Ilham Aliyev, pouco antes da assinatura, considerou: “Se não fosse pelo Presidente Trump e pela sua equipa, provavelmente, hoje, a Arménia e o Azerbaijão estariam, novamente, no processo interminável de negociações. O Presidente Trump traz paz ao Cáucaso.” Por seu turno, Nikol Pashinyan disse que a declaração conjunta é um “resultado revolucionário”, que abre novo capítulo de paz, de prosperidade, de segurança e de cooperação económica no Sul do Cáucaso.
No final da conferência de imprensa coletiva, em que Donald Trump foi, praticamente, o único a falar, foi executada uma versão instrumental de “What a Wonderful World”, de Bob Thiele e de George David Weiss, eternizada na voz de Louis Armstrong.
De acordo com a proposta dos EUA, aceite pelos dois líderes, a Arménia concederá, por 99 anos, os direitos exclusivos de exploração económica do Corredor de Zangezur, perto da fronteira com o Irão.

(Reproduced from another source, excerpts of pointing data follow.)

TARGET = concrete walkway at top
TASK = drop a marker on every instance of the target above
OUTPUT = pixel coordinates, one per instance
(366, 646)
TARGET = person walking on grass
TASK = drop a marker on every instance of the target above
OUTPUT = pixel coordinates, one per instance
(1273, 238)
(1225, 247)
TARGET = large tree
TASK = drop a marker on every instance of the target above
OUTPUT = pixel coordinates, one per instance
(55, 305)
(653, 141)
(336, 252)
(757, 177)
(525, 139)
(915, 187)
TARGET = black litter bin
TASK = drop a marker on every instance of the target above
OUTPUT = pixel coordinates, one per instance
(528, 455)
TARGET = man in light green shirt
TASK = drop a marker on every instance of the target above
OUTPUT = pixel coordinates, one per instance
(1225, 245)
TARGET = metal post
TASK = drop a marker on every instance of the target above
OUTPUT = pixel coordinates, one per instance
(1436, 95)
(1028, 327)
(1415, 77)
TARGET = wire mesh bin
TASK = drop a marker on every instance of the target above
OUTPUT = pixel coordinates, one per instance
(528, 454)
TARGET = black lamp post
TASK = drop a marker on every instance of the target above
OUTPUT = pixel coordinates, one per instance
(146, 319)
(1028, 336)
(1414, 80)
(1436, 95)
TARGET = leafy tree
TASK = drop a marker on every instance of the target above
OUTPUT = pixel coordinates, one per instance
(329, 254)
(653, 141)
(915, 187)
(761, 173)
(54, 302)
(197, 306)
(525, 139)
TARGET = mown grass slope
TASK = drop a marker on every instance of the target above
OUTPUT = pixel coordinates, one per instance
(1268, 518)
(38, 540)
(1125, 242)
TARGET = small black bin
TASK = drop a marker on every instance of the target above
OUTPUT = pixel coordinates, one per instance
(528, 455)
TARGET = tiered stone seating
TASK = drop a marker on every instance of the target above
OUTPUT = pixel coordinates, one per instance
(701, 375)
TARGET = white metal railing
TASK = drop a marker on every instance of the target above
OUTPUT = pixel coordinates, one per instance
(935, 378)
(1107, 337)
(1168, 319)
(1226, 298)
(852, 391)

Posteriormente, um consórcio indicado pelos Norte-americanos será encarregado do desenvolvimento económico da área, que fica numa região montanhosa, e pela instalação de redes de energia, de fibra ótica, de petróleo e de gás.
Apesar da concessão, a área estará sob jurisdição da lei arménia, e num toque personalista, o corredor passará a ser chamado Rota Trump para a Paz Internacional e a Prosperidade.
Com pouco mais de 40 quilómetros de extensão, o Corredor de Zangezur está localizado entre o enclave azeri de Nakhichevan e a região de Nagorno-Karabakh (Artsakh), ponto central da guerra entre Azerbaijão e Arménia, em 2020, e que terminou com o controlo total de Baku (capital do Azerbaijão) sobre a área, azando a saída de toda a população arménia dali.
Desde o fim do conflito, o Azerbaijão exerce pressão – inclusive militar – para controlar a área, que fica em território arménio, permitindo a ligação direta entre o país, o enclave de Nakichevan e a Turquia, aliada de Baku. Os Arménios, alegando tratar-se de mais uma quebra da sua soberania territorial, prometeram usar “todos os meios disponíveis” para se protegerem.
Em março, a Arménia e o Azerbaijão firmaram os termos de um acordo de paz, para resolverem as questões em aberto, após o conflito de 2020, que não foi assinado, até hoje, por divergências em questões, como, por exemplo, um trecho da Constituição arménia que defende a reunificação do país com o território de Nagorno-Karabakh. No mesmo mês, Nikol Pashinyan anunciou que poderia ocorrer, em 2027, um referendo sobre uma nova Carta, sugerindo a alteração exigida por Baku, além de compromissos voltados para eventual adesão à União Europeia (UE), mas a questão ainda divide a sociedade arménia.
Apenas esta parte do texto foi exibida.